Perante esta subida de tom do conflito, as reações do mundo árabe contra Israel começam a acumular-se. O governo dos Emirados Árabes Unidos publicou, no dia 8 de maio, uma declaração na qual condenou “fortemente” a proposta israelita de despejos em Jerusalém Oriental e a invasão da polícia na mesquita de Al-Aqsa. Esta declaração não foi surpreendente: a cidade de Jerusalém é a terceira cidade sagrada do Islão, antecedida apenas por Meca e Medina, pelo que a invasão a esta mesquita tocou num “ponto fraco” da comunidade muçulmana do Médio Oriente. Neste sentido, o governo de Bahrein também veio a publicar várias declarações na última semana nas quais reafirmou o seu apoio à causa palestiniana.
Contudo, os protestos dos Emirados Árabes Unidos não ficaram por aqui: depois de, no mês passado, o governo ter denunciado os atos de violência “cometidos por grupos de extrema-direita em Jerusalém Oriental”, na semana passada o país veio apoiar um pedido feito ao Tribunal Penal Internacional por um conjunto de países árabes para “investigar crimes de guerra e crimes contra a humanidade” cometidos por Israel contra os palestinianos. “Os Emirados Árabes Unidos defendem os direitos dos palestinianos, o fim da ocupação israelita e uma solução de dois-estados, com uma Palestina independente e Jerusalém Oriental como a sua capital”, afirmou expressamente Anwar Gargash, conselheiro diplomático do Presidente.

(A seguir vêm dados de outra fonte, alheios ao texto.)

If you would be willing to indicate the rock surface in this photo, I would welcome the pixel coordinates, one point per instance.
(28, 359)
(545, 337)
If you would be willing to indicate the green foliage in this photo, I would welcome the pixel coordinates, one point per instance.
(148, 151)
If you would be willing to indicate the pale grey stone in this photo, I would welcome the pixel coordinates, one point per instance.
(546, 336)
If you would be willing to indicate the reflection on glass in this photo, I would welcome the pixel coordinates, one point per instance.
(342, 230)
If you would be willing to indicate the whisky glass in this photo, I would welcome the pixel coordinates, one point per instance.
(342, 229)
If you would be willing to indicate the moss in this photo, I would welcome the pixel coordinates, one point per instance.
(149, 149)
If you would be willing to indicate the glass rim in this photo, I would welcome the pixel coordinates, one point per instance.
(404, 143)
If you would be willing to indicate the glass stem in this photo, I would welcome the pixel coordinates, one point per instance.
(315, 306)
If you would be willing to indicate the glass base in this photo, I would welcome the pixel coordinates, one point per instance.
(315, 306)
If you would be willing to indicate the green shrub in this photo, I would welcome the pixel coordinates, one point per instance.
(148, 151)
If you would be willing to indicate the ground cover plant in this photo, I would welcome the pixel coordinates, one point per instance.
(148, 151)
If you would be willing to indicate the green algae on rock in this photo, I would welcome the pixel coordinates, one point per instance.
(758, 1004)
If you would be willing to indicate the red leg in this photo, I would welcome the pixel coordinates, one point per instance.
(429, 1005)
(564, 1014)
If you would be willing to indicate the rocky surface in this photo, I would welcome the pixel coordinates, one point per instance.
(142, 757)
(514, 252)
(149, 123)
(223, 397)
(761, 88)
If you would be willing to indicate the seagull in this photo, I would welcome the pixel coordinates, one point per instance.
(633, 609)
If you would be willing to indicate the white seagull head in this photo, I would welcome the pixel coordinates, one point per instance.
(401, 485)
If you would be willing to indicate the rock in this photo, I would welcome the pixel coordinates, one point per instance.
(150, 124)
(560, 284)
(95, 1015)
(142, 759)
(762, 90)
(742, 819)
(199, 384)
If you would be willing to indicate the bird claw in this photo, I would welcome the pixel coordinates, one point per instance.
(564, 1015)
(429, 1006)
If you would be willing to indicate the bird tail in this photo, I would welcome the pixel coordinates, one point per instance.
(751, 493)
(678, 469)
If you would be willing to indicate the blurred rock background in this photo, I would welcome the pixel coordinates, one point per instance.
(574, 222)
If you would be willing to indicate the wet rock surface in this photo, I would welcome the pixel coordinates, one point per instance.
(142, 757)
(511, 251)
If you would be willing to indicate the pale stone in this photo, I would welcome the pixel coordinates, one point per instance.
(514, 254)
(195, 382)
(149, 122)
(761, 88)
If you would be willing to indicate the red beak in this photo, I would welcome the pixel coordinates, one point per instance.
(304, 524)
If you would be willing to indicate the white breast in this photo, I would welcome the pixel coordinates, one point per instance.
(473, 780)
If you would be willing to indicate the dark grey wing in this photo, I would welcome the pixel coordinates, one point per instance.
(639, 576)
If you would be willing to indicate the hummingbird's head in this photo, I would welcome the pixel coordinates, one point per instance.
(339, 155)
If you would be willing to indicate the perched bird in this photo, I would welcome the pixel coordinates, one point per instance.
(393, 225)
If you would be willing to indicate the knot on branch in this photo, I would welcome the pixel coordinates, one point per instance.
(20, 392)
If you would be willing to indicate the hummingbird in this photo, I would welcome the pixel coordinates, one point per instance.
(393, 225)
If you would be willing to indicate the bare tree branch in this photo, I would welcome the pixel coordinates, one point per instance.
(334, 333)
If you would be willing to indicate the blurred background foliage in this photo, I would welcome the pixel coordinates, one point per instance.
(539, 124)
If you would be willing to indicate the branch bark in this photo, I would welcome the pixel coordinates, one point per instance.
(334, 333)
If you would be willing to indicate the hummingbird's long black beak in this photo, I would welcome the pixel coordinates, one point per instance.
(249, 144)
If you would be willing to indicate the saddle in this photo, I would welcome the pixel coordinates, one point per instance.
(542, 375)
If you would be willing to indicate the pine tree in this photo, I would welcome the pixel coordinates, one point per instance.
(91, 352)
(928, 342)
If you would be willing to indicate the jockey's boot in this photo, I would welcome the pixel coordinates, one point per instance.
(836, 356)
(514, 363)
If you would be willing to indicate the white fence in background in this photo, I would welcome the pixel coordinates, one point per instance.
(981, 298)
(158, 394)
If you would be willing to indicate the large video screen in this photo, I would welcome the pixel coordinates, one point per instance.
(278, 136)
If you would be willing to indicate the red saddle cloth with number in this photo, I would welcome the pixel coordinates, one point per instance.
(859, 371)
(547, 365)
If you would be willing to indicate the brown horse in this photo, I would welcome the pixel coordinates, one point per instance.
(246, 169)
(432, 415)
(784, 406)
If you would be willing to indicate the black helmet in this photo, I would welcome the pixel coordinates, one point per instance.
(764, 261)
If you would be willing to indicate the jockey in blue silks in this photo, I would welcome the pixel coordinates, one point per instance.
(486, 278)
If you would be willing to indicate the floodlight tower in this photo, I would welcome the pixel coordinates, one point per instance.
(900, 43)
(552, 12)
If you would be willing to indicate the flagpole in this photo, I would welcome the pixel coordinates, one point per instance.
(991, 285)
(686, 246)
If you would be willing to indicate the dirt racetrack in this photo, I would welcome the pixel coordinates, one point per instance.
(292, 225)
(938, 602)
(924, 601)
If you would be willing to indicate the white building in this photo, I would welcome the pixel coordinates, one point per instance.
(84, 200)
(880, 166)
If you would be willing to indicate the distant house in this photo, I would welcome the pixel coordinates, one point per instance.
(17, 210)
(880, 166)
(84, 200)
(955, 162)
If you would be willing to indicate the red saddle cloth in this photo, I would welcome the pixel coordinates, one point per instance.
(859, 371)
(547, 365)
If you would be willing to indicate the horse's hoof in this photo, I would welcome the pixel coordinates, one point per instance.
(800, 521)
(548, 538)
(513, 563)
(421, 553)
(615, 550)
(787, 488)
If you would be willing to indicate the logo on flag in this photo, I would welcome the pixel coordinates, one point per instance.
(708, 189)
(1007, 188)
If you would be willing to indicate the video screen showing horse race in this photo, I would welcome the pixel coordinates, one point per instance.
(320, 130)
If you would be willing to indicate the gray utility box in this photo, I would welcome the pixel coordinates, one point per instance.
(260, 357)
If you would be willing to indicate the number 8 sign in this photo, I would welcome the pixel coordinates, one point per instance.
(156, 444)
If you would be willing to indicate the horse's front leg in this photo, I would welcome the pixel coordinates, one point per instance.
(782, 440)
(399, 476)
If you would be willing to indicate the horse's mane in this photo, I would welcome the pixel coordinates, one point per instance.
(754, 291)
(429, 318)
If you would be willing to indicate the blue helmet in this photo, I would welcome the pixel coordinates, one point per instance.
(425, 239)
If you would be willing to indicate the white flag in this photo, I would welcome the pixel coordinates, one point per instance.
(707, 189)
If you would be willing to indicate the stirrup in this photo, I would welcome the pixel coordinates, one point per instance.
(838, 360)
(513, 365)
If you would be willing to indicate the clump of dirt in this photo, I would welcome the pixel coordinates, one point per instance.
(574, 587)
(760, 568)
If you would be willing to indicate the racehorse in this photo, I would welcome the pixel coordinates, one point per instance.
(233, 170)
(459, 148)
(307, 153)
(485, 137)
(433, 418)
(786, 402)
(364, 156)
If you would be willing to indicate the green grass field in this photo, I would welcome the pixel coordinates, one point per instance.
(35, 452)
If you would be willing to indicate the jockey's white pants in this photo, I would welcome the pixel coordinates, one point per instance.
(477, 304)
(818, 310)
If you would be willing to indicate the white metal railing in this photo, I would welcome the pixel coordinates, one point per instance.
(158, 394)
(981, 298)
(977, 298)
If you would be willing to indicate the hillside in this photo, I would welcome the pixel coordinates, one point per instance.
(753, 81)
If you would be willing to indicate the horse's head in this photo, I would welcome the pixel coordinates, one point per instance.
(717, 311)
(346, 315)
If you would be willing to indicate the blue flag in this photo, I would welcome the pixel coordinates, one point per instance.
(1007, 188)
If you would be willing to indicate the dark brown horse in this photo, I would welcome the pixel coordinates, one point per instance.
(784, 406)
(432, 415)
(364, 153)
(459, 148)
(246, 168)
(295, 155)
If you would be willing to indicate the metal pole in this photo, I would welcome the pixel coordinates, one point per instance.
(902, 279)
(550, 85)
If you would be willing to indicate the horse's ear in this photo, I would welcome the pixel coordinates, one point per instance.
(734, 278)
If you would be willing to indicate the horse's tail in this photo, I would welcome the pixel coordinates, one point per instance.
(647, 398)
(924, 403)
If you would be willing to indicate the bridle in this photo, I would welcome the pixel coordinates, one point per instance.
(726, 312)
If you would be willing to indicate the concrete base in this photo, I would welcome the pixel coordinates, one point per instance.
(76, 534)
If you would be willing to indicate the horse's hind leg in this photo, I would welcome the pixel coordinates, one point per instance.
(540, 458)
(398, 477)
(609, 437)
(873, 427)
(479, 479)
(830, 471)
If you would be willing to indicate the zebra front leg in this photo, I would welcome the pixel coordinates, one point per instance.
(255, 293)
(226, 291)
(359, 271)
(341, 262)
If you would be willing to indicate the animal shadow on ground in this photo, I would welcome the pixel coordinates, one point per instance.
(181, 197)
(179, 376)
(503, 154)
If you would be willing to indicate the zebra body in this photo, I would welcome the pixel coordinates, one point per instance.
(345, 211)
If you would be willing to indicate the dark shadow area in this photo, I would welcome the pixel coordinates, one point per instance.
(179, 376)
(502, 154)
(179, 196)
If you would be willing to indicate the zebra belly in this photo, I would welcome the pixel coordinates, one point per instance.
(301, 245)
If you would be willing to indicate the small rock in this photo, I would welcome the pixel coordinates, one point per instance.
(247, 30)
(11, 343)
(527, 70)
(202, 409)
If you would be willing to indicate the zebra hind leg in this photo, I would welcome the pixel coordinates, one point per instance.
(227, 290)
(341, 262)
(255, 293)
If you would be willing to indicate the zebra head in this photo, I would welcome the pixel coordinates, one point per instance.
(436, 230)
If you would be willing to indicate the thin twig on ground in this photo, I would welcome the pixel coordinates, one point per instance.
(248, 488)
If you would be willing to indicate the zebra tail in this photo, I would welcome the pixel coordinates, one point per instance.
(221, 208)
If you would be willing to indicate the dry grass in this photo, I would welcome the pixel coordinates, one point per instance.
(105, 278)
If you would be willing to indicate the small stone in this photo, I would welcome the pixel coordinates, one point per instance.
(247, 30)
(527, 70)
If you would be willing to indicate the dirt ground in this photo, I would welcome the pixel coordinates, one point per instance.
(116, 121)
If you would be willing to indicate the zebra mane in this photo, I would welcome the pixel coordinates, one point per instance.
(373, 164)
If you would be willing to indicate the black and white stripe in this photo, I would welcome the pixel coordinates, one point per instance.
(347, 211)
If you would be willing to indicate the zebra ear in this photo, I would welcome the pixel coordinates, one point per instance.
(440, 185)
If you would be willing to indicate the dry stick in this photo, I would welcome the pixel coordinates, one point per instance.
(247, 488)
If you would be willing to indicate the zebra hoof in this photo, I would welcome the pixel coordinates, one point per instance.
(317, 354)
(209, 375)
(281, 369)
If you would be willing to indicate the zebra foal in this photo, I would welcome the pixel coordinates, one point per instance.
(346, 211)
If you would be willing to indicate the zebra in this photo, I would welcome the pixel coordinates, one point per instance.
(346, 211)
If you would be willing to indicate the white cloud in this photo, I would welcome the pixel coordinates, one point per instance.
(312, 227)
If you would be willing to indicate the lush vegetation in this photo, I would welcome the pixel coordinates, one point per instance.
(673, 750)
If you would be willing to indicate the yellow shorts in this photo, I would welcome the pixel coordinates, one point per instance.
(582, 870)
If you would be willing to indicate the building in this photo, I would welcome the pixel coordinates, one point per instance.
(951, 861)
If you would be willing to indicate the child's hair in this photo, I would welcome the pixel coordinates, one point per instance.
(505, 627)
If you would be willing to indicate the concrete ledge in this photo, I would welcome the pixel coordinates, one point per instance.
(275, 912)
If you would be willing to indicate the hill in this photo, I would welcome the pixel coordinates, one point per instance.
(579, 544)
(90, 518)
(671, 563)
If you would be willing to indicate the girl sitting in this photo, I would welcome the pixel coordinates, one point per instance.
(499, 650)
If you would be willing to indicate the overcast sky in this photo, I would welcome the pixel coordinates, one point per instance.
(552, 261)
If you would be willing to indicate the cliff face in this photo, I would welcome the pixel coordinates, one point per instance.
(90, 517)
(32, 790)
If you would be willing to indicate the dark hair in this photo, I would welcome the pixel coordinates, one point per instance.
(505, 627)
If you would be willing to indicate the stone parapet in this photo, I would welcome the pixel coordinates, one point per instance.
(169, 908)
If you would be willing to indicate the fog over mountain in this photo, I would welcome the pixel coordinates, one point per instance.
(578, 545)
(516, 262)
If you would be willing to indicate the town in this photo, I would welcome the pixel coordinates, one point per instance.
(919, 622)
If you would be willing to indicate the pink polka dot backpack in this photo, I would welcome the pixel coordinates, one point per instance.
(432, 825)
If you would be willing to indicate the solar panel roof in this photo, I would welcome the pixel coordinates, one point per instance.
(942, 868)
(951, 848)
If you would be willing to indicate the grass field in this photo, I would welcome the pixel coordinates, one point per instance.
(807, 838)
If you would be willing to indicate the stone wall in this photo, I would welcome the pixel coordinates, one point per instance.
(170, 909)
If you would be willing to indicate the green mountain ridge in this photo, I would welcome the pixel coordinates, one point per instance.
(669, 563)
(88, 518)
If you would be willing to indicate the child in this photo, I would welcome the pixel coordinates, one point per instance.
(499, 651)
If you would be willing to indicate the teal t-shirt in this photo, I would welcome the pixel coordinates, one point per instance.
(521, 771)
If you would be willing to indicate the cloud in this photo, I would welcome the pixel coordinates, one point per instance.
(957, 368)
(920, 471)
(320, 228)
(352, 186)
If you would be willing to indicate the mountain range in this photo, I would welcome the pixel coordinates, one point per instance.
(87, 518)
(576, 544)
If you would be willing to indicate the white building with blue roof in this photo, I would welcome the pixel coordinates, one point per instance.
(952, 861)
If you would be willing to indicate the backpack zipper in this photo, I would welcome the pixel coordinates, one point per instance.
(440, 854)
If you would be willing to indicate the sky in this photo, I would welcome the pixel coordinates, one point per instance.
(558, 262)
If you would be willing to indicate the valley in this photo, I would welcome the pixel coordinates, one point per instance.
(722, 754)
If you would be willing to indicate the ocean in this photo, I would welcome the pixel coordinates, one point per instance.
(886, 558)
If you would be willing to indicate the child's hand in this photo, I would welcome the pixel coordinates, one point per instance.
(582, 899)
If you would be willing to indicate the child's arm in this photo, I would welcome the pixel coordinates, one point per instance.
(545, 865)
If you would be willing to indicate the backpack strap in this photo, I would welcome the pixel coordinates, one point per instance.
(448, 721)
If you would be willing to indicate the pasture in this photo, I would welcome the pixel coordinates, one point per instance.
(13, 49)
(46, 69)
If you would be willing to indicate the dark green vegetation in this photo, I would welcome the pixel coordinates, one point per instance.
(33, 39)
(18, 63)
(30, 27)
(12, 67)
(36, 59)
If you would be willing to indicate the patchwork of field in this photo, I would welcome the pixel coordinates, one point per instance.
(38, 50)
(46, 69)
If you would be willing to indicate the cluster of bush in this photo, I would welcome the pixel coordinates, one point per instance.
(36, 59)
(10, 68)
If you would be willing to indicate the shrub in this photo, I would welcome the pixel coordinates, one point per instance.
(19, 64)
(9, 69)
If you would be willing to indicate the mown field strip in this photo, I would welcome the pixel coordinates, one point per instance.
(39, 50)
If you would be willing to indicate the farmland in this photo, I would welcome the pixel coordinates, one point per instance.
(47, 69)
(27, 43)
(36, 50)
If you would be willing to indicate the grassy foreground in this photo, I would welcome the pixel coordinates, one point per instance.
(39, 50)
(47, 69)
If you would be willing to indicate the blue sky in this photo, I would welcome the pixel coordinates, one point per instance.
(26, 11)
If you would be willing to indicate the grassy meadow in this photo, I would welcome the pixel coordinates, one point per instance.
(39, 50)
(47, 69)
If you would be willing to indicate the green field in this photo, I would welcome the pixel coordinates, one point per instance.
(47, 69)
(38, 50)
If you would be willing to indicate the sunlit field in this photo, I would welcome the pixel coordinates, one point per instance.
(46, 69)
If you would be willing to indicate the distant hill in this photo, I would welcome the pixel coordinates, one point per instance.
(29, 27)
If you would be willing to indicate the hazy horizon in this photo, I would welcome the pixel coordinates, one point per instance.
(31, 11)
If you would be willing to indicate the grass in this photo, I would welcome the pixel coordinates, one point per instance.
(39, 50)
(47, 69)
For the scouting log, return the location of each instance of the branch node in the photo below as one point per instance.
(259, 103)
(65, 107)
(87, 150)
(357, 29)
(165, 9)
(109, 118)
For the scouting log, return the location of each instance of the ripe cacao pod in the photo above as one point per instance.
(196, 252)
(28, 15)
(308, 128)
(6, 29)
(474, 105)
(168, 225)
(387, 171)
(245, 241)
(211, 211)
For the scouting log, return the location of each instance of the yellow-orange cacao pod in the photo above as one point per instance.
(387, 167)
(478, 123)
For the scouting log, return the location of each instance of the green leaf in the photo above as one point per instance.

Por sua vez, o governo de Marrocos também veio a manifestar o seu mal-estar com o atual conflito. Depois de ter assinado os Acordos de Abraão por motivos estratégicos - em troco da sua assinatura, os EUA reconheceram a sua soberania sobre um território disputado no Sahara Ocidental -, o Ministro dos Negócios Estrangeiros marroquino afirmou que estava a seguir os acontecimentos na Faixa de Gaza com “muita preocupação.” No domingo, foram realizadas manifestações de solidariedade com a Palestina em diferentes pontos do país, incluindo na capital de Rabat, noticiou a AfricaNews, tendo o governo marroquino enviado assistência humanitária para os territórios palestinianos no Sábado.
Assim, todos os países que vieram a assinar acordos diplomáticos com Israel há menos de um ano unem-se agora para condenar as suas mais recentes ações. À frente deste coro de críticas no mundo árabe posicionam-se os líderes do Irão e da Turquia - Khamenei e Erdogan -, que sempre se opuseram à normalização de relações com a nação judaica, pelo que têm aproveitado o momentum para capitalizar a situação.
O fim dos acordos da era Trump?
Perante esta união do mundo árabe na condenação de Israel - inclusivamente dos países que celebraram acordos diplomáticos no final do mandato de Donald Trump -, paira uma questão no ar: será que os Acordos de Abraão têm um fim à vista?
Segundo o New York Times, a maioria dos analistas afirma que, apesar dos mais recentes desenvolvimentos do conflito israelo-palestiniano, os acordos vão sobreviver. Na verdade, explica o jornal norte-americano, a Administração de Joe Biden não só pretende reforçar os acordos, como também planeia expandi-los a outros países do Médio Oriente. No mês passado, o Secretário de Estado Antony J. Blinken sublinhou que a atual administração “dá as boas-vindas e apoia” os Acordos de Abraão e espera que “o grupo de amigos de Israel cresça ainda mais no próximo ano.”
Neste sentido, também Michael Stephens, membro associado do think thank Royal United Services Institute, disse à BBCque “com certeza que os Emirados Árabes Unidos não vão sair dos Acordos”, mas que “as relações [com Israel] vão ficar em pausa até os acontecimentos acalmarem.” Ou seja, não são expectáveis grandes receções diplomáticas com televisões e câmaras num futuro próximo.
Assim, apesar da crescente solidarização com o povo palestiniano demonstrado por todos os estados do Médio Oriente que há poucos meses abriam as portas a Israel, o fim dos Acordos não parece ser um cenário provável. Por enquanto, os estados do mundo árabe continuarão a gerir os benefícios que retiram da sua relação com Israel - em particular, o desenvolvimento tecnológico - com o crescente descontentamento popular perante o escalar do conflito armado. No final do dia, parece que continuam a ser os EUA a marcar o ritmo. Pelo caminho, milhões de vida são colocadas em causa com este xadrez geopolítico.